Monday, May 21, 2012

Ease Up on the Legalese

The recent Mother’s Day holiday reminded me of the role that some very strong women have played in my life.  Without them, I most certainly would never have become the woman I am today.  For many of us in the younger generation of lawyers, our mothers held down full-time jobs while also serving as the house cleaners, checkbook balancers, carpool drivers, and homework helpers.  Our fathers, on the other hand, had the enviable task of simply working for a living.*
When I was in law school, I took a Poverty Law seminar in which I wrote a paper about payday lending and the various ways in which the states have attempted to regulate these usurious schemes.  I distinctly recall a conversation with my mother, who has both a bachelor’s and master’s degree, in which she said,

“I’d love to read your paper if you think I’m smart enough to understand it.” 

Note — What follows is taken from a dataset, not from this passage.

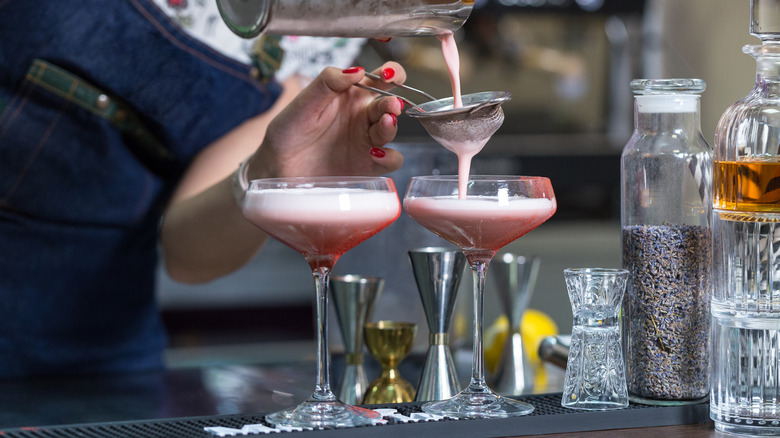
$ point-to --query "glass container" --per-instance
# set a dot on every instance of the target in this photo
(745, 395)
(595, 373)
(666, 242)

Her comment underscores one of the very problems with the legal system today—its inaccessibility, or perceived inaccessibility, to non-lawyers. 
With respect to legal writing, the recent trend has been a movement away from legalese to plain language.   I do not know whether this trend is attributable to Generation X and Generation Y, the overall societal movement away from formality in writing (for example, the use of texting and Twitter to communicate), the transition to email as the primary means of communication, or some other trend.  Regardless of the reason, I think the movement toward plain language is positive in that it de-mystifies the law, even if just a little, for non-lawyers and does away with legalese that is sometimes difficult for even lawyers to understand.

Some of my "favorite" legalese and the plain language alternatives

Legalese                                      Plain Language

Inasmuch as                                Since/Because

With respect to                            About

Null and void                               Null/Void

Sufficient number of                    Enough

During such time as                     While

Notwithstanding the fact that        Although/Despite

*For those of you who think women and men are anywhere close to "equal," Google the name "Kathleen M. Sullivan."  She is believed to be the first female name partner at an AmLaw 100 firm.  Guess when she was made a name partner?  I'll give you a hint--it wasn't during the 20th century.  Think MMX.